Monterosso patria di acciughe

acciughe marinate

Era novembre, ma sulla Riviera di levante splendeva un sole quasi accecante. Trenitalia eseguì il proprio dovere e l’Intercity – dove sedevano alcuni trekkers italiani e stranieri - mi consegnò alla stazione di Monterosso in perfetto orario. Scesi alcuni gradini e la natura divenne cinemascope e mi riservò una poltrona in prima fila: a ponente il promontorio “letterario” di Punta Mesco, ad oriente i nidi di case color pastello aggrappate alla roccia. Vernazza, Corniglia, Manarola, Riomaggiore. M’avvicinai al centro paese mentre il pensiero si prefigurava i terrazzamenti a vigneto, i profili scoscesi della collina, ed in basso le barche sorvegliate da gatti magnifici, i veri proprietari del luogo, sornioni e sonnacchiosi. Ovunque, in ogni direzione, il verde ed il blu si mescolavano ai tenui cromatismi delle abitazioni.
Quel giorno era sabato, me la prendevo comoda, fra carruggi ombrosi e ripide scalinate, tanto che sostai – accendendo una candela - nei luoghi della devozione popolare: la parrocchiale trecentesca con bella facciata bicroma e San Francesco, templi cristiani ricchi di quadrerie e colmi di suggestioni antiche. Verso la spiaggia un circolo ricreativo mi rinviò le voci di alcuni anziani che giocavano a carte, da lontano mi parve fosse una briscola a coppie ma potrei sbagliare. Qui e là, beninteso, mi regalai un po’ di shopping goloso, Monterosso è terra di acciughe squisite (quelle che trionfano sulla “Focaccia di San Giorgio”), di limoni squillanti come "le trombe d'oro della solarità", d’olio extravergine da cultivar diverse rispetto al ponente, e di quei vini che piacquero già a Francesco Petrarca e a Giovanni Boccaccio. La DOC locale arretra al 1973 (la seconda in Liguria dopo il Rossese di Dolceacqua), regalando un bianco perfetto per la mes-ciùa spezzina di farro e legumi, per le fritturine, per le preparazioni al verde, ed agli intenditori riserva lo Sciacchetrà, shekar, un passito cui abbinare per esempio il meraviglioso pandolce basso genovese, o la spungata di Sarzana (e della via Francigena).

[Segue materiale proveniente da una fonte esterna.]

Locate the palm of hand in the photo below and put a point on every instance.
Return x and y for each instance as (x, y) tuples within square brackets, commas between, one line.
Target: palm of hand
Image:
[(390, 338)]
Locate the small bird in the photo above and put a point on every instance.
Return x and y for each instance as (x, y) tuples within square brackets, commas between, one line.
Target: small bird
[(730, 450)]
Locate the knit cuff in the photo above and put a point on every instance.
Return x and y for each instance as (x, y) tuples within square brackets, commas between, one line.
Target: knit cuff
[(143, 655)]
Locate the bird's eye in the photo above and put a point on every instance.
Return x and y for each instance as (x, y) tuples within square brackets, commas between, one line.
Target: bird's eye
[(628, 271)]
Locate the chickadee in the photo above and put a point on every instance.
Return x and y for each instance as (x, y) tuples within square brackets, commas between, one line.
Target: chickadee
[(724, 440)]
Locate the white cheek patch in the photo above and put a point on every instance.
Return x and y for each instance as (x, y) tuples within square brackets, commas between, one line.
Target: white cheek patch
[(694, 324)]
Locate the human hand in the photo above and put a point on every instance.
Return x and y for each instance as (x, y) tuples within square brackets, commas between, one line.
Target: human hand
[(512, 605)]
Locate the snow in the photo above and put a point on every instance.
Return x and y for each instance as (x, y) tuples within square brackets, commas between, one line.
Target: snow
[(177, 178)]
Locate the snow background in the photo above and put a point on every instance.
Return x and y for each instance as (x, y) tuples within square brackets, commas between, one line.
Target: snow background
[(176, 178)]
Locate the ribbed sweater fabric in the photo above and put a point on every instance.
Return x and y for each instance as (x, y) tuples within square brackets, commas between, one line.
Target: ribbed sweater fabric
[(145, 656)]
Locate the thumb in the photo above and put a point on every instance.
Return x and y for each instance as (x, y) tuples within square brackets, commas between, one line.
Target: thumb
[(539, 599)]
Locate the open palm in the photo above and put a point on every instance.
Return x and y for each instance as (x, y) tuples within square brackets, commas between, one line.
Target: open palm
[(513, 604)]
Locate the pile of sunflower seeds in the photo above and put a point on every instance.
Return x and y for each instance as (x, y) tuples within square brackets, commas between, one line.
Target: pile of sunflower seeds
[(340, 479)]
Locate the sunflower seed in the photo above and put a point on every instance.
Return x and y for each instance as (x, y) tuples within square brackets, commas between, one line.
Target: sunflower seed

Monterosso - Photo by Duminda Perera on Unsplash

Continuai a girellare, il paesaggio restituiva ad ogni passo odori e tradizioni. Nel silenzio, certe architetture trasmettono un senso di equilibrio semplice e pur solenne, ordinato connubio fra la mano dell’uomo e le creazioni degli dèi. Avessi avuto più tempo sarei salito sino al santuario di Soviore, forse il più antico della Liguria (VII secolo?), che – lo so - dall’alto domina gli orizzonti e “dialoga” in lontananza con quello di Montenero (VIII secolo) presso Riomaggiore. Lassù festeggiano una golosa torta di riso rossa.
Fra le enoteche accoglienti e le botteghe di delikatessen fece capolino un basso carretto stracarico d’uve minuscole, da cui s’irradiava un profumo pungente. Ma proseguii, il tempo mi volava via. Qualche albergo elegante dirimpetto al mare era aperto, e sulla spiaggia una ragazza giocava col suo pastore tedesco, ogni volta il cane le riportava affettuoso un legnetto, la luce e l’arenile erano così profondi che a tratti la coppia pareva più vicina, a tratti lontana. Comprai una coppetta di gelato fiordilatte e pistacchio mentre già s’accendevano i lampioni, novembre accorcia sempre i pomeriggi, ma laggiù ad est i borghi diventavano già presepi natalizi, quieti approdi dove forse il tempo scorre più lieve che altrove.
In stazione annunciarono infine il treno per Milano che mi avrebbe ricondotto a Brignole, e salutai Monterosso. Forse, a dirla coi poeti, il varco che conduce alla bellezza è talvolta a portata di mano, l’anello può cedere anche nei giorni meno consueti, passeggiando nei luoghi della magia a braccetto delle persone che amiamo (e a braccetto di noi stessi), purché con gli occhi aperti.